2 tbsp unsalted butter, plus extra
2 tbsp flour
2 cups whole milk
½ cup grated Gruyere cheese, plus 8 slices
½ cup grated Parmesan cheese
8 thick slices crusty bread
12 slices Parisian ham
Melt the butter in a heavy skillet over medium heat, and whisk in the flour to make a blond roux. Add the milk slowly, stirring all the time. Bring to a simmer, whisking all the time until the sauce thickens. Add the grated cheeses and remove from the heat. Keep whisking until the cheeses are completely melted and the sauce is smooth.
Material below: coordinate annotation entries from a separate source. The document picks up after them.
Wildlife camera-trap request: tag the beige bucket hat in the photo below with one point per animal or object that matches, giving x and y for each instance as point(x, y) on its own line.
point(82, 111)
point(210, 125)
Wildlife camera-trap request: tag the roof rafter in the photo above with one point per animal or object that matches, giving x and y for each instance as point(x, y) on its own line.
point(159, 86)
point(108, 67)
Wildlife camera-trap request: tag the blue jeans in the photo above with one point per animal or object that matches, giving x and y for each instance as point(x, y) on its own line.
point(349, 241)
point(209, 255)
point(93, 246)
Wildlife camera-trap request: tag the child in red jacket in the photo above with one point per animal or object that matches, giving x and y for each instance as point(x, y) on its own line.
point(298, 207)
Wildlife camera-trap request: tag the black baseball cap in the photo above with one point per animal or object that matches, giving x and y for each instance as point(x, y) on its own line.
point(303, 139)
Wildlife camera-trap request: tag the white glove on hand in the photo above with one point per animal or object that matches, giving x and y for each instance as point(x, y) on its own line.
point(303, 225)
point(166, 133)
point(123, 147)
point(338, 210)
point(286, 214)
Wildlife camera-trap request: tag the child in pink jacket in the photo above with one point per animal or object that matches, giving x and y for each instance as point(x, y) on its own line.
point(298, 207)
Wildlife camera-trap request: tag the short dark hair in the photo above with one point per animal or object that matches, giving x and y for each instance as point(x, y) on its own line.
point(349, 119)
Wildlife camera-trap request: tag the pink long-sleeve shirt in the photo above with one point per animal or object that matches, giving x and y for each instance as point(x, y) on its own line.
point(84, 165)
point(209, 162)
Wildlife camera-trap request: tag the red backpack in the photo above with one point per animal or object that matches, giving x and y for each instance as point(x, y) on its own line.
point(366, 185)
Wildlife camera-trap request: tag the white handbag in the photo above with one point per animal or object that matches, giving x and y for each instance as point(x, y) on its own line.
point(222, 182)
Generously butter the bread slices on one side only. Put half the slices, buttered side down, in a heavy skillet. Layer each bread slice with 2 slices of Gruyere and 3 slices of ham, with the Gruyere on the outside. Spread the Dijon mustard on the unbuttered sides of the remaining bread slices, and put each on top of a sandwich, buttered side up.
Put the skillet over medium-high heat and cook the sandwiches until golden on each side. If the cheese melts well, flipping them with a spatula should be easy. I help the melting process along by covering the pan, or weighting down the sandwiches with a large plate.
Place the sandwiches in a baking dish and divide the béchamel evenly between them, spooning it generously over the top. Broil the sandwiches until the sauce is bubbling and golden.
Serve immediately. I like to serve this sandwich with buttered, steamed asparagus spears.